Saturday, March 22, 2008

EVERYTHING IS OUR FAULT

Wingnut-lite columnist John Leo at the Huffington Post:

Barack Obama isn't the only presidential contender with a prominent bigot among his supporters. John McCain accepted the endorsement of Pastor John Hagee, who regularly attacks the Catholic Church as "the great whore of Revelation," a "false cult system," and "the anti-Christ."

... the mainstream media has barely reacted. The likely reason: reporters, editors and intellectuals aren't much interested in attacks on Catholics. Minorities, women and gays are eligible for sensitive concern. Catholics aren't....


Er, John? The press would have been all over words deemed offensive to Catholics if the person uttering those words were backing a Democrat. Just ask Amanda Marcotte and Melissa McEwan.

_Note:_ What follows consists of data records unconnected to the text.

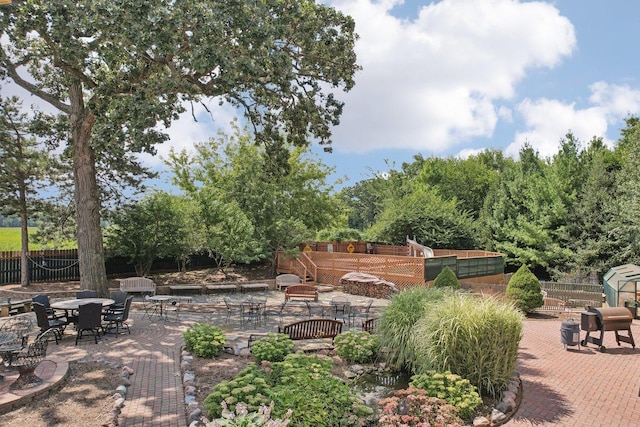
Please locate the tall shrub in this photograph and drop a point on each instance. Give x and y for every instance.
(524, 289)
(476, 338)
(399, 317)
(446, 278)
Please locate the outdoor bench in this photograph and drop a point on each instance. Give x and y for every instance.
(259, 286)
(223, 288)
(301, 291)
(286, 280)
(138, 284)
(177, 288)
(312, 329)
(15, 307)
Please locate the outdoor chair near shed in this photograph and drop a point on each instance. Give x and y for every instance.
(89, 320)
(117, 318)
(45, 323)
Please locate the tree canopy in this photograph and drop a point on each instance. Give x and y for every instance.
(117, 69)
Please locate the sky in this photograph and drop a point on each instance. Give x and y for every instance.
(454, 77)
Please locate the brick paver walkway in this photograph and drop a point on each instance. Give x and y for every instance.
(155, 397)
(574, 387)
(577, 387)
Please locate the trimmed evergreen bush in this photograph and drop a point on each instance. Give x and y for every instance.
(474, 337)
(524, 289)
(272, 348)
(204, 340)
(446, 278)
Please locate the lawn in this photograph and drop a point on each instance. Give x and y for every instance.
(10, 240)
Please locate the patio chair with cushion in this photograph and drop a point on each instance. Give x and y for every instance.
(89, 320)
(26, 360)
(118, 318)
(45, 323)
(44, 300)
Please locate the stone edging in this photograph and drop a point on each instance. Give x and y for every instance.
(193, 411)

Leo fills out his column with a series of examples of speech he deems offensive to Catholics, none of which is from a declared supporter of any presidential and some of which has nothing whatsoever to do with Catholicism (or did Mike Huckabee convert when I wasn't looking?). Most of it exists entirely outside the sphere of electoral politics, and is the same kind of stuff Leo and other graybeard right-wing pundits who are desperate for fresh material have been grumbling about for a generation:

In Jerry Springer: the Opera, which played for two nights at Carnegie Hall in January, Jesus is an effeminate gay-like character who walks around in a diaper and is hailed as a "hypocrite son of the fascist tyrant on high." The Virgin Mary is introduced as a woman "raped by an angel," and Eve fondles Jesus' genitals.

...Jesus on the cross can be wrought in chocolate ("My Sweet Lord"), as a homosexual sex scene, or on the cover of the
New Yorker as the Easter Bunny. Advertisers and movie-makers feel free to mock Catholics too. An ad for Equinox fitness clubs featured young women dressed as nuns sketching a naked man while staring at his crotch. Elizabeth: the Golden Age took many swipes at Catholicism....

(Anti-Catholicism in a movie about Elizabeth I! I'm shocked!)

What's odd is that whenever someone bashes Islam in a cartoon or film (e.g., the forthcoming movie by Dutch provocateur Geert Wilders), the right points out that if something similar were produced about Christianity, there'd be no violent outrage. But the right apparently also believes that there should be violent outrage -- or state suppression, or something. So which is it?